3. Flexible: Measuring Impact and Effectiveness
Using data is essential for ensuring programs continue to engage employees and improve wellbeing outcomes. Although the core components of their program are ongoing, activities at FWD have become more frequent over time based on employee feedback. “As the strategy evolves, we are shifting to a 50/50 split between group-wide and country-specific activities, versus the 75/25 split to date,” says Julie. “We tailor our efforts to address the feedback we’ve received from employees; that they wanted more in-person activities.”
With Aon’s support with program measurement and predictive analytics, Wells Fargo has been able to collect data and insights to help with future programming. “Having this data and expert support helps us see whether our approach is effective or not,” says Mark Haworth, execution quality assurance lead and co-chair of the wellbeing team at Wells Fargo. “We can be alert to what we need to change year-on-year, and make sure activities become ever more localised and targeted.”

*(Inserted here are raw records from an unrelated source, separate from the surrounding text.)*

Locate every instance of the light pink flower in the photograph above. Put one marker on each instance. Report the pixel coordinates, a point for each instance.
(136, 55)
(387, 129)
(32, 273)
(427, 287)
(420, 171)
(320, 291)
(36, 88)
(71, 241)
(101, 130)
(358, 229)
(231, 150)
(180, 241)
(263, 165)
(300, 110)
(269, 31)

“Having Aon on board to help develop and launch our wellbeing strategy has given us exposure to a broader, more skilled array of subject matter experts and their experience has helped us design a more structured, targeted program.”
Mark Haworth, Execution Quality Assurance Lead and Co-Chair of the Wellbeing Team at Wells Fargo
4. Elevated: Supported by Leadership
Evolving programs according to feedback is essential for ensuring wellbeing outcomes remain relevant and effective in the long term. But both FWD and Wells Fargo also secured clear and continued leadership involvement to give their programs impact and to break through barriers. “With the stigma around wellbeing a key barrier, we identified via our survey that visible support from leadership is critical to driving engagement with the program,” says Mark.

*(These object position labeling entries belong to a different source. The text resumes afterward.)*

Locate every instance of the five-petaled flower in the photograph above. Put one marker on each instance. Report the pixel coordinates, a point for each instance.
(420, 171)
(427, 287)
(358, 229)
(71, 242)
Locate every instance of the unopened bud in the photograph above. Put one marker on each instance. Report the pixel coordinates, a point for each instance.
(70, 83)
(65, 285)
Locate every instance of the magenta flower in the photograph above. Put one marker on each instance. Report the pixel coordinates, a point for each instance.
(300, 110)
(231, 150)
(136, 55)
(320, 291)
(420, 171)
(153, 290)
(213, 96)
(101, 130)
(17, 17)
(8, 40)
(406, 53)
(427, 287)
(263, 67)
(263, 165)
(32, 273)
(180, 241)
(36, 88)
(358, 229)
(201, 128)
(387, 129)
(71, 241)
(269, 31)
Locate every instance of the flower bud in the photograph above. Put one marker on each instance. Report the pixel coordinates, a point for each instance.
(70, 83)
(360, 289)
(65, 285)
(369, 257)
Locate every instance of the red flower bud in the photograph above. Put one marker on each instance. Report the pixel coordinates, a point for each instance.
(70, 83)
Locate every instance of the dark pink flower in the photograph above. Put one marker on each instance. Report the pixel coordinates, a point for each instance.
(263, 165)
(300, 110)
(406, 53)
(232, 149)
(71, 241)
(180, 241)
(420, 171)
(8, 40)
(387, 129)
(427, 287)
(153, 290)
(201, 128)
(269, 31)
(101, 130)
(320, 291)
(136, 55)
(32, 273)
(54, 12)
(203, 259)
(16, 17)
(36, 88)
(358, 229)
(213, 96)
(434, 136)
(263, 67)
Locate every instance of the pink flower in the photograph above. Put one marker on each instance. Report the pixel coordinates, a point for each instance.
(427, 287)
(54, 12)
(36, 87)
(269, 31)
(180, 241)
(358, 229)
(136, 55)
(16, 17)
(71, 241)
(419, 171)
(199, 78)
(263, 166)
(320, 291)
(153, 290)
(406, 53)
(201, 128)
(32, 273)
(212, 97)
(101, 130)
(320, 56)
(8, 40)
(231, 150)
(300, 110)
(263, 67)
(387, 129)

The HR function at FWD has also benefited from the leadership team’s strong commitment to wellbeing, and their understanding that investing in wellbeing brings broader business benefits, including enhanced engagement, reduced absenteeism and presenteeism, and more manageable healthcare costs. Leadership support has also translated into more financial investment and resources, as well as personal involvement in activities. “Our Group Chief Executive Offer and the leadership team are role models and advocates for wellbeing,” says Julie. “They share their own wellbeing experiences, goals, journeys and learnings at group-wide events.”
The FWD LiveLife program won Bronze in the Best Employee Wellness Strategy at the Employee Experience Awards 2024 and received the Wellbeing in Asia Award at the Community Business Awards 2024.
5. Sustained: A Long-term Commitment
Wells Fargo have committed to a multi-year partnership with Aon to support their ambitious goal of lifting wellbeing impact and performance. “We know wellbeing isn’t about having an awesome one-year program,” says Krystal Tang, director of Wellbeing Solutions, Human Capital at Aon in Asia Pacific. “It’s about understanding employees’ needs and using this data to adjust our next action and what we deliver. Our multi-year program aims to help Wells Fargo become one of the leading employers in the industry in APAC.”
FWD have already collected a wealth of data to demonstrate the wellbeing improvements being created by their program. Perceived wellbeing has grown from 6.4 out of 10 in 2021 to 7.6 in 2023. Eighty-nine percent of FWD employees have changed their behaviour to take better care of their wellbeing, which is a 5 percent increase since 2021, pointing to significant and sustained behaviour change. With 86 percent of managers saying the wellbeing strategy helps them better support their teams, these results also speak to a culture shift toward wellbeing as a priority at every level of the business.